Transformation Suffixes
Always specify the base when using the log except for the natural log.
Referencing
Note that “id” typically implies a context, within which the “id’ is unique. That context must be made explicit. For example, trial_id may identify trials within a trial table for one activity completed by one subject.
If there is a column named id (i.e., without prefix), it is expected to be a primary key and there exists other tables or files that refer to this column; if such a link between tables does not exist, use index or name instead.
The postfix _id does not imply a particular data type: both integers and strings are valid.

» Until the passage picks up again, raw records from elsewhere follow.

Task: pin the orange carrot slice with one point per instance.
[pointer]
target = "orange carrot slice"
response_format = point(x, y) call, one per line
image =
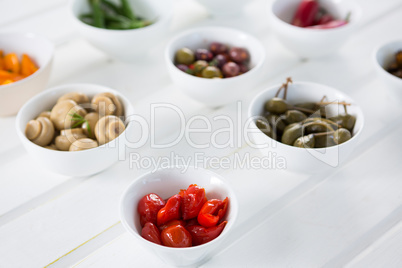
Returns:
point(11, 63)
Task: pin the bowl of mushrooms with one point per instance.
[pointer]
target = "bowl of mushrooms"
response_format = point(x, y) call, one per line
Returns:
point(77, 129)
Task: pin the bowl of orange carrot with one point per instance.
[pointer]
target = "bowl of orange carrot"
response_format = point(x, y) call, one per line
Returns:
point(25, 64)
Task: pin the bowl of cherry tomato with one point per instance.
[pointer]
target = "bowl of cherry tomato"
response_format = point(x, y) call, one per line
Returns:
point(182, 217)
point(25, 65)
point(215, 65)
point(312, 28)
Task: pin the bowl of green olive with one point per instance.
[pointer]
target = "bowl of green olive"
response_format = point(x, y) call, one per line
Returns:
point(214, 65)
point(311, 126)
point(76, 129)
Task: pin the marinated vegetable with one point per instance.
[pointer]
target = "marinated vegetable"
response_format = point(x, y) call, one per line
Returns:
point(13, 70)
point(69, 127)
point(186, 219)
point(109, 15)
point(305, 125)
point(217, 62)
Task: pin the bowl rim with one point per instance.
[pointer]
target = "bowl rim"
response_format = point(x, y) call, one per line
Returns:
point(62, 87)
point(352, 23)
point(188, 32)
point(305, 83)
point(164, 17)
point(228, 227)
point(378, 66)
point(30, 35)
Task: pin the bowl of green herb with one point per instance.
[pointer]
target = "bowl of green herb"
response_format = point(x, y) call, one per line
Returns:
point(124, 29)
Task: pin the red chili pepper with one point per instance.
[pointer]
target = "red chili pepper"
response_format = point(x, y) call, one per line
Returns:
point(170, 223)
point(325, 19)
point(212, 212)
point(305, 13)
point(193, 200)
point(329, 25)
point(151, 233)
point(148, 208)
point(176, 236)
point(201, 235)
point(171, 211)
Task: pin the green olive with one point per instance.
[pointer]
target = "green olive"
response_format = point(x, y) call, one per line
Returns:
point(184, 56)
point(291, 133)
point(199, 66)
point(294, 116)
point(305, 141)
point(276, 105)
point(211, 72)
point(341, 135)
point(345, 120)
point(264, 127)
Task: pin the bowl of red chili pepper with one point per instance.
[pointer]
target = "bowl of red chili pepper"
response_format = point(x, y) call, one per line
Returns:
point(25, 65)
point(182, 216)
point(312, 28)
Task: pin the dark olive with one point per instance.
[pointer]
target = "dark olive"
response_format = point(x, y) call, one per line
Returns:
point(231, 69)
point(243, 68)
point(218, 48)
point(239, 55)
point(199, 66)
point(264, 126)
point(305, 141)
point(294, 116)
point(345, 120)
point(291, 133)
point(278, 124)
point(184, 56)
point(211, 72)
point(203, 54)
point(341, 135)
point(276, 105)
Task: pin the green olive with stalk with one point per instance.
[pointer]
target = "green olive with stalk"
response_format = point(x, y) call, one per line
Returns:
point(307, 141)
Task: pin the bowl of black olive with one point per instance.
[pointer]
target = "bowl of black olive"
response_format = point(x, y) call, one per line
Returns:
point(215, 65)
point(313, 127)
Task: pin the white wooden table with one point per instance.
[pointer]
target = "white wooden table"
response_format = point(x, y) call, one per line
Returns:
point(349, 216)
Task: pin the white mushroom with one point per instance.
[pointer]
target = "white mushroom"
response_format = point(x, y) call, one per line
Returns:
point(83, 144)
point(62, 114)
point(107, 103)
point(40, 131)
point(89, 125)
point(108, 128)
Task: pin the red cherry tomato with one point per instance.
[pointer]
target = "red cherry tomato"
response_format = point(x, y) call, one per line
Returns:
point(151, 233)
point(173, 222)
point(193, 200)
point(148, 208)
point(171, 211)
point(176, 236)
point(201, 235)
point(212, 212)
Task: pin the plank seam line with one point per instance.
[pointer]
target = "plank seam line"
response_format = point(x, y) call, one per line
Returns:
point(117, 223)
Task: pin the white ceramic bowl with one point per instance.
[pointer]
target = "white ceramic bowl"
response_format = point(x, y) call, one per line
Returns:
point(215, 92)
point(303, 159)
point(224, 7)
point(80, 163)
point(309, 43)
point(14, 95)
point(383, 57)
point(165, 183)
point(127, 45)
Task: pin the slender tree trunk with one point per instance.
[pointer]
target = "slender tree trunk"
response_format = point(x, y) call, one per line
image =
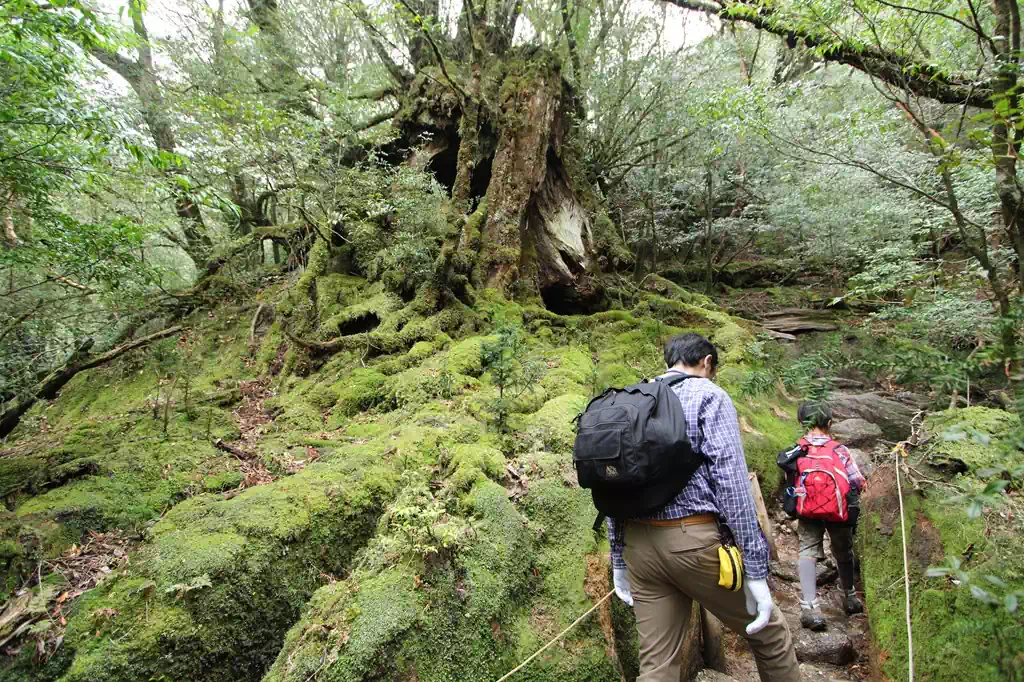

*_uuids are expected to be globally unique.
*_uuids are not expected to be human interpretable.
Avoid using _uid suffix to refer to a UUID variable.
Within BDM, string-formatted Version 7 UUIDs are preferred over older versions or corresponding 128-bit integers. For example: 01934efd-35d5-79db-9aca-fc29b0451cd1.
There is no single widespread standard for hashing; rather there are multiple algorithms that can be used depending on the use case. You can use either CRC32 (32 hexadecimal characters; e.g., “098f6bcd4621d373cade4e832627b4f6”) or SHA256 (base64 characters, e.g., “d14a028c2a3a2bc9476102bb288234c415a2b01f828ea62ac5b3e42f”) depending on the probability of collision (i.e., two hashes for different data being identical). When that collision probability is deemed high, use SHA256.
Note that “index” typically implies a context, within which the indexing occurs and that context must be made explicit. For example, trial_index may index trials within a block.
BDM follows the convention of 1-based indexing: always starting counting/indexing from 1 rather than 0.
Avoid the use of *_number because it is ambiguous.
As with index and id, repetition assumes a context which must be clarified when ambiguous.
Repetition is 0-based: it starts “counting” at 0 rather than 1; *_iteration instead of *_repetition would make it 1-based like indices, but it is less explicit and thus less preferred.